But who was she to ask? Mr. Bauer obviously had a vision: it had pulled him out of the depths of himself. She’d heard him speak more in the past day than in the thirty days before that combined.

“If Germany takes us, there will be nothing left for the workers at all,” Pavel said.

There was a sharp knock at the door. It was Ernst—she’d known it would be. He’d shaved since the night before, she saw, and his sweater had been replaced with an Austrian cloak like Pavel’s. An ostrich feather stuck out from the side of his cap. He seemed a different man from the one she’d just been with, remote and apart from her. To think of the intimacies they had so recently shared made her flush.

“We were just talking about you,” Pavel smiled, and clapped his friend on the shoulder.

“Good things?” Ernst looked at Marta.

“Of course!” Pavel said. “I was telling Marta how the whole factory will enlist . . .”

Ernst made a noise in the back of his throat that seemed, to Marta, noncommittal. But Pavel didn’t appear to notice. “We’re late,” he said. Then, “See you shortly, Marta.”

She lowered her eyes and fiddled with the string of her apron, then slipped out of the hallway. “It’s a great day,” she heard Pavel announce to Ernst. “A great day for us. A bad day for the Germans!”

Ernst’s voice was muffled; Marta couldn’t hear his reply.

When the men were gone, Marta walked slowly around the parlour, running a palm over the polished oak table, touching the throne-like wooden chairs with the hunting scenes carved into their backs. A crystal candy dish held a bag of Pepik’s chocolate-covered cherries.

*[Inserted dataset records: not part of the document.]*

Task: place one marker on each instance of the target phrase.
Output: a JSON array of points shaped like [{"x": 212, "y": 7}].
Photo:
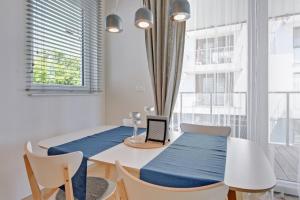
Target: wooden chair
[
  {"x": 51, "y": 172},
  {"x": 132, "y": 188},
  {"x": 209, "y": 130}
]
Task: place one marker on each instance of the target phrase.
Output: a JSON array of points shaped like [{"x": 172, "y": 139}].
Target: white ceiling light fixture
[
  {"x": 180, "y": 10},
  {"x": 114, "y": 22},
  {"x": 144, "y": 18}
]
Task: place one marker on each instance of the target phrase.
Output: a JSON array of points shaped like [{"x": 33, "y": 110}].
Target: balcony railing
[{"x": 230, "y": 109}]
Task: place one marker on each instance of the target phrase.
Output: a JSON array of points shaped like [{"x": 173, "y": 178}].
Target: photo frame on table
[{"x": 157, "y": 129}]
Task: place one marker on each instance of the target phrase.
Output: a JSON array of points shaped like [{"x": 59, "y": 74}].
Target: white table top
[{"x": 247, "y": 167}]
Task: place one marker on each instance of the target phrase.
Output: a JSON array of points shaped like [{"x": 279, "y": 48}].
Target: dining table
[{"x": 247, "y": 167}]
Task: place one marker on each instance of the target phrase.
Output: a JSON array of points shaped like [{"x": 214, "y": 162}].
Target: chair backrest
[
  {"x": 137, "y": 189},
  {"x": 49, "y": 170},
  {"x": 209, "y": 130}
]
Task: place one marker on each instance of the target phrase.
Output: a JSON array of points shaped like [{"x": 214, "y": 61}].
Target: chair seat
[{"x": 97, "y": 189}]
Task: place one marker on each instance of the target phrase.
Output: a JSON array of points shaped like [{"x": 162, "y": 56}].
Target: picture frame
[{"x": 157, "y": 129}]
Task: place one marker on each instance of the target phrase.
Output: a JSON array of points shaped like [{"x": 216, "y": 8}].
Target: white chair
[
  {"x": 51, "y": 172},
  {"x": 132, "y": 188},
  {"x": 209, "y": 130}
]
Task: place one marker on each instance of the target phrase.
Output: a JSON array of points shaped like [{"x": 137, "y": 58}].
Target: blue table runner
[
  {"x": 90, "y": 146},
  {"x": 192, "y": 160}
]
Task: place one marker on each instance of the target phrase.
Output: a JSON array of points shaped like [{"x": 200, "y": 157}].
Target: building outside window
[{"x": 215, "y": 50}]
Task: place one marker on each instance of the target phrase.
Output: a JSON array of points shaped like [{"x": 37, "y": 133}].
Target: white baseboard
[{"x": 287, "y": 187}]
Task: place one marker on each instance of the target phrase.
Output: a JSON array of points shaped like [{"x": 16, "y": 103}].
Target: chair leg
[
  {"x": 35, "y": 189},
  {"x": 232, "y": 195},
  {"x": 68, "y": 184},
  {"x": 121, "y": 190}
]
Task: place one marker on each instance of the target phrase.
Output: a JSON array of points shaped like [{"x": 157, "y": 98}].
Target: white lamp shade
[
  {"x": 180, "y": 10},
  {"x": 143, "y": 18},
  {"x": 113, "y": 24}
]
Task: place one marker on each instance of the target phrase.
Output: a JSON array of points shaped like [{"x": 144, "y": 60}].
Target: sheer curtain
[
  {"x": 284, "y": 92},
  {"x": 213, "y": 86},
  {"x": 242, "y": 69}
]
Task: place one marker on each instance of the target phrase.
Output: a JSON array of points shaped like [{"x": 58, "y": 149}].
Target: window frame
[{"x": 85, "y": 67}]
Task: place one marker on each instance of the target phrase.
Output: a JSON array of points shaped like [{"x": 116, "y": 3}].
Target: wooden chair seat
[{"x": 97, "y": 189}]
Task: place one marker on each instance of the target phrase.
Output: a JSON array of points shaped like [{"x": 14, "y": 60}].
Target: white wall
[
  {"x": 128, "y": 82},
  {"x": 30, "y": 118}
]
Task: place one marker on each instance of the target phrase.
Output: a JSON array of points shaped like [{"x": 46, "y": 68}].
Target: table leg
[{"x": 232, "y": 195}]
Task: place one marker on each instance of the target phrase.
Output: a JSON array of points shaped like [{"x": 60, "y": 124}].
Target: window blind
[{"x": 64, "y": 45}]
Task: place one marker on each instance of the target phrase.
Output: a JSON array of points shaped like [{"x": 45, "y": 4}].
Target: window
[
  {"x": 296, "y": 43},
  {"x": 218, "y": 50},
  {"x": 64, "y": 45},
  {"x": 216, "y": 85},
  {"x": 296, "y": 81}
]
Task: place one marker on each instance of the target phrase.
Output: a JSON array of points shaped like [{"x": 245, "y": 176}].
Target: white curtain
[
  {"x": 213, "y": 87},
  {"x": 284, "y": 91},
  {"x": 241, "y": 69}
]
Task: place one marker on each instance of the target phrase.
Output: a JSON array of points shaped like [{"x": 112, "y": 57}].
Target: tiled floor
[
  {"x": 286, "y": 162},
  {"x": 286, "y": 197}
]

Upstairs, the door to the master bedroom was open. There was an ornate Victorian sofa in the corner, the kind that would stay in the room forever because it was too heavy and awkward to move, and French doors that gave way to a little balcony with a wrought-iron table where nobody ever sat. Books were stacked up on Pavel’s side of the bed: Talks with Tomáš Masaryk by Karel Čapek, his favourite Czech author, a boy from his hometown of Hronov who had made good. And Das Unbehagen in der Kultur by Sigmund Freud, the famous doctor who had just died of cancer.

Marta went over to the bed and fluffed up the goose-down pillows. There was a silver boar’s-hair brush on the vanity, and the watch was beside it, left there casually, as though it was not worth a small fortune. Its case made a sound like a door that needed oil. She held the watch tentatively to her wrist; she imagined herself in a silk dress and elbow-length gloves, being twirled by Ernst across a glimmering ballroom floor. How glamorous she’d appear, how worldly. Pavel had brought the watch back from Paris; the band was made completely of diamonds, with a thin blue line of sapphires down the centre. He was trying, she knew, to convert his wealth into solid assets. If war broke out the currency would be useless.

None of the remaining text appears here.